Revisions to the Payment Card Industry (PCI) Data Security Standard have tightened rules for processing credit cards over wireless LANs. Network engineers should think about
"PCI is just one of the many standards out there, particularly important for retail. But following PCI guidelines isn't a bad idea for any company," said Craig Mathias, principal of the Farpoint Group. "Information is all any organization has, and if you're not guarding it carefully, you're not going to have a competitive advantage for very long."
Organizations that process credits face many penalties if they fail to adhere to the standards, including heavy fines or a revocation of credit card processing rights. And of course there are major business consequences associated with a failure of compliance, such as the January 2007 breach at TJX Companies, where more than 45.7 million customers had their personal data -- including social security numbers and credit card information -- compromised, partly as a result of an unsecured wireless access point in one of TJX's stores.

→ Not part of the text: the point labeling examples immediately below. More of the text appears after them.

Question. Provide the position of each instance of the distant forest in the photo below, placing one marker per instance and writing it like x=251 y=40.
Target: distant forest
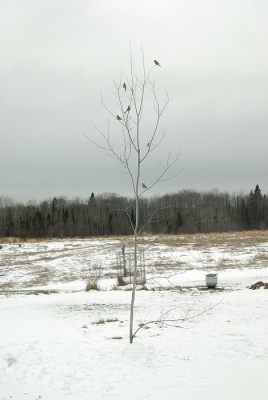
x=187 y=211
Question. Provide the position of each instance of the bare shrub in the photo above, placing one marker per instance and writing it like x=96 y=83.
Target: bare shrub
x=94 y=276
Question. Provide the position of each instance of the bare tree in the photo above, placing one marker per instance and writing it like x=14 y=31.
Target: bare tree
x=131 y=92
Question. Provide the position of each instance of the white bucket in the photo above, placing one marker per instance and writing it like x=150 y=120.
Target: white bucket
x=211 y=280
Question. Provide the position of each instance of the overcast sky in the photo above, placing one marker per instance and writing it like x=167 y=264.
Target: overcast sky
x=58 y=55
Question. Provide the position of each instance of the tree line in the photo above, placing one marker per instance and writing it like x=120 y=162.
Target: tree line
x=187 y=211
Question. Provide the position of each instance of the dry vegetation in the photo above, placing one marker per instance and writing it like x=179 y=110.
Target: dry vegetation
x=25 y=266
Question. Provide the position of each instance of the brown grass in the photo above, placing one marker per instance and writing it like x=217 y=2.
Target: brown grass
x=92 y=286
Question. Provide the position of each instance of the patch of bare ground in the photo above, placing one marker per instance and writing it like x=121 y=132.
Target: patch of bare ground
x=189 y=288
x=248 y=238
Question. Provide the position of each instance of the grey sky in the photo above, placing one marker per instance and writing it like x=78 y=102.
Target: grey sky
x=57 y=56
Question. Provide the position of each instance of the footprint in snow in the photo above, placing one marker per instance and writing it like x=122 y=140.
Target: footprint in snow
x=11 y=361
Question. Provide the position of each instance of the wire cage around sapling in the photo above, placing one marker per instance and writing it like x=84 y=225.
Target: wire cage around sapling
x=125 y=267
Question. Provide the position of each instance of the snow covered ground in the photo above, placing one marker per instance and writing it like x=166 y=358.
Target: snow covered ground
x=72 y=344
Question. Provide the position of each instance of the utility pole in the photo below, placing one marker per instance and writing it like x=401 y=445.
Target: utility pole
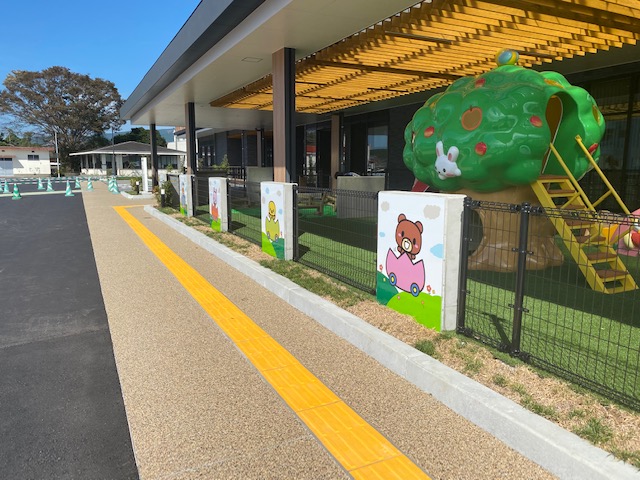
x=55 y=139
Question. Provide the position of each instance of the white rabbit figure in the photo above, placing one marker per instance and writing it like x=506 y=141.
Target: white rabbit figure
x=446 y=164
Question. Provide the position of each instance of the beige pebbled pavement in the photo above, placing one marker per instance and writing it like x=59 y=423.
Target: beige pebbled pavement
x=198 y=409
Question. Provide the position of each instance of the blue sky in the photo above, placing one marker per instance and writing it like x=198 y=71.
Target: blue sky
x=116 y=40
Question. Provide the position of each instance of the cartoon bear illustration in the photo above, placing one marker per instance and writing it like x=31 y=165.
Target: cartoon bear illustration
x=408 y=236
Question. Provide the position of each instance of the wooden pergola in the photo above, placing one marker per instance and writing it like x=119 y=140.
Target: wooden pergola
x=433 y=43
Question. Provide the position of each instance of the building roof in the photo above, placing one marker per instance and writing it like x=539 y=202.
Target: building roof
x=362 y=54
x=31 y=149
x=130 y=148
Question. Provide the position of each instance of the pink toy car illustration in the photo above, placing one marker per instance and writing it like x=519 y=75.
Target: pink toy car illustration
x=405 y=274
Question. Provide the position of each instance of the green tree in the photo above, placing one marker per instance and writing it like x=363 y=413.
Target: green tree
x=497 y=128
x=139 y=134
x=62 y=103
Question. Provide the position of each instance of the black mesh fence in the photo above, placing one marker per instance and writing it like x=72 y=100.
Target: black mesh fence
x=244 y=205
x=566 y=303
x=174 y=195
x=337 y=234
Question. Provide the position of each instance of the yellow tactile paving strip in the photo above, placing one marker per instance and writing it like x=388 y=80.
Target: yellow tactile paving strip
x=357 y=446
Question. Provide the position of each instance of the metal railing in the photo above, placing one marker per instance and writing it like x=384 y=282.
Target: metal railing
x=244 y=206
x=522 y=293
x=337 y=234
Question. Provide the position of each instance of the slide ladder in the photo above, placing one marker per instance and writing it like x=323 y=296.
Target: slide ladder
x=581 y=228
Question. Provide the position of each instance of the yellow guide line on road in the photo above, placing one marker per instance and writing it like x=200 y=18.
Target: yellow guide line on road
x=357 y=446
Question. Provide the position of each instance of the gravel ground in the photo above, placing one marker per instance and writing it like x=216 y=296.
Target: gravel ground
x=197 y=409
x=608 y=426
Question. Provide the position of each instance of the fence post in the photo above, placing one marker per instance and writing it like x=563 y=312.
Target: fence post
x=296 y=254
x=518 y=308
x=229 y=209
x=464 y=266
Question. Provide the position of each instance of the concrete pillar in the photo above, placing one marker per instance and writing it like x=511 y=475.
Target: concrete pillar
x=190 y=122
x=336 y=147
x=260 y=147
x=154 y=155
x=284 y=109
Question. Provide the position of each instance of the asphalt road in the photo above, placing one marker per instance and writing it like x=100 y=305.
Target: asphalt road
x=61 y=408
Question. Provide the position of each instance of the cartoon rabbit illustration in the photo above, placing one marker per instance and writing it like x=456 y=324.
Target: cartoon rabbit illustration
x=446 y=164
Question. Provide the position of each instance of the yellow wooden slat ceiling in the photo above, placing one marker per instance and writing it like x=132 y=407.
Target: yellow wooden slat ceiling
x=435 y=42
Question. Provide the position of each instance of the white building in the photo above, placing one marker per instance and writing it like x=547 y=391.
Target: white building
x=25 y=161
x=129 y=159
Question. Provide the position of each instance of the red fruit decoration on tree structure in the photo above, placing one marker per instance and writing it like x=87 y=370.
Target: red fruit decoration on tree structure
x=500 y=125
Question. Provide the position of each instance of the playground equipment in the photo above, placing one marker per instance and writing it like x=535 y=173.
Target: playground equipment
x=16 y=192
x=516 y=135
x=113 y=185
x=68 y=192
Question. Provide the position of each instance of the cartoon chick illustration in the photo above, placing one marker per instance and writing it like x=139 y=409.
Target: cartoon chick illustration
x=271 y=225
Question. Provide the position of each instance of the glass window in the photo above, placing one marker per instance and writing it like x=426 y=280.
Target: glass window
x=377 y=149
x=612 y=97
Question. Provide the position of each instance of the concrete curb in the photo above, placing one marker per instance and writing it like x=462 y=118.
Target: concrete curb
x=140 y=196
x=560 y=452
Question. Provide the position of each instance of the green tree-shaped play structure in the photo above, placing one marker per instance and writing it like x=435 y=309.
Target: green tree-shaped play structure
x=488 y=137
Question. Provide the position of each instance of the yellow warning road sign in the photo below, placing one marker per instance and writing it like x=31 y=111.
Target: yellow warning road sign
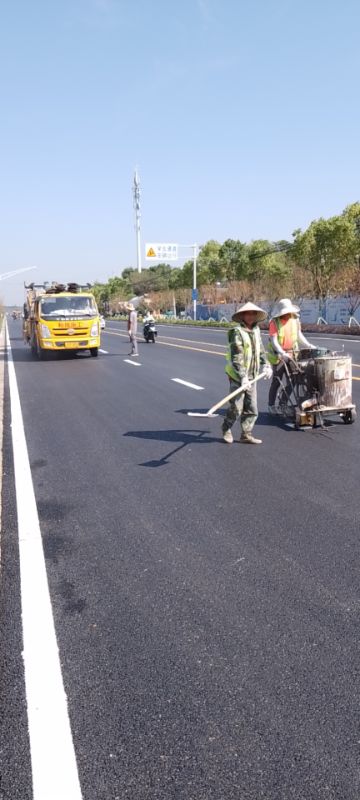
x=161 y=251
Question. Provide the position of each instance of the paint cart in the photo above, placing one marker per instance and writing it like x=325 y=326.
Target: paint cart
x=315 y=385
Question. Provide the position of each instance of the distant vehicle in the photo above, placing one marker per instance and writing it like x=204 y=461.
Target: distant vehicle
x=61 y=317
x=150 y=331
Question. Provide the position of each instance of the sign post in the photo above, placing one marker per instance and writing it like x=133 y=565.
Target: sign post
x=168 y=251
x=194 y=291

Such access points are one of the main targets in this year's PCI compliance update, which largely clarifies existing rules while also focusing on some evolving security practices.
For example, starting March 31, new wireless implementations transmitting or connected to cardholder data are prohibited from implementing WEP encryption.
"This is not something that should be taken lightly," Mathias said.
And now that the holiday crush is over, retail IT pros can devote a little more of their time to making sure they are not the next cautionary PCI headline.
For Petco, staying compliant is a year-round game, with a dedicated compliance administrator tasked with reviewing the requirements and making sure the appropriate technical staff keep things in check.
The pet store giant has also found that staying ahead of the curve can ease the annual update rush while potentially saving some money, according to J. Smith, vice president of network and store systems for Petco.
"PCI compliance is a continuous process and an evolving process," Smith said, adding that Petco has been PCI compliant for three years. He said that the company, rather than engaging in a once-a-year rush, had broken down the compliance cycle into monthly, quarterly and annual segments to follow through with, some mandated by the standard and some designed to make sure that when the next standard is released, there are no major surprises and, more critically, no business interruptions.
And while Smith said that PCI compliance was a company-wide effort -- all employees need to be trained on proper data handling, for example -- much of the onus falls on the networking group.
To stay ahead of the evolving PCI standards, Smith relies in part on having the right vendors in place.
"All vendors are definitely not created equal," he said. "And all you have to do is ask your vendor where they stand in terms of upcoming compliance."
Petco, for example, decided to go with Aruba for its wireless networking needs, based in large part on its security-centric development cycle. Smith said Aruba's acquisition of Airwave was important to his vendor-selection process. Aruba's integration of Airwave into its technology has improved Petco's ability to do PCI compliance testing and reporting.
"We're really looking at Aruba as a seven-year-plus infrastructure partner for us, whether that be VoIP or increased security standards," he said, adding that Aruba's track record of software updates to improve compliance and security was also reassuring, reducing the chance of pricey rip-and-replace upgrades later on.
In addition to vendor partners, Smith also suggested taking a great deal of care when choosing an organization's auditing partner.
"Do they take a partnership approach where they give guidance on their interpretation of PCI?" he said. "Although there is a lot of black and white, there is still a lot of interpretation."
Networking professionals should also plan for the long haul with PCI compliance. Smith said that Petco always invests in equipment and procedures that exceed not only the requirements but also the recommended best practices, and that this has paid off monetarily over time.
"Make strategic decisions where you want to over-purchase and over-deploy, and buy x+1 or x+2 of [the standard]," he said. "You … may end up with … additional protection today, [and] it'll make future PCI protection that much easier."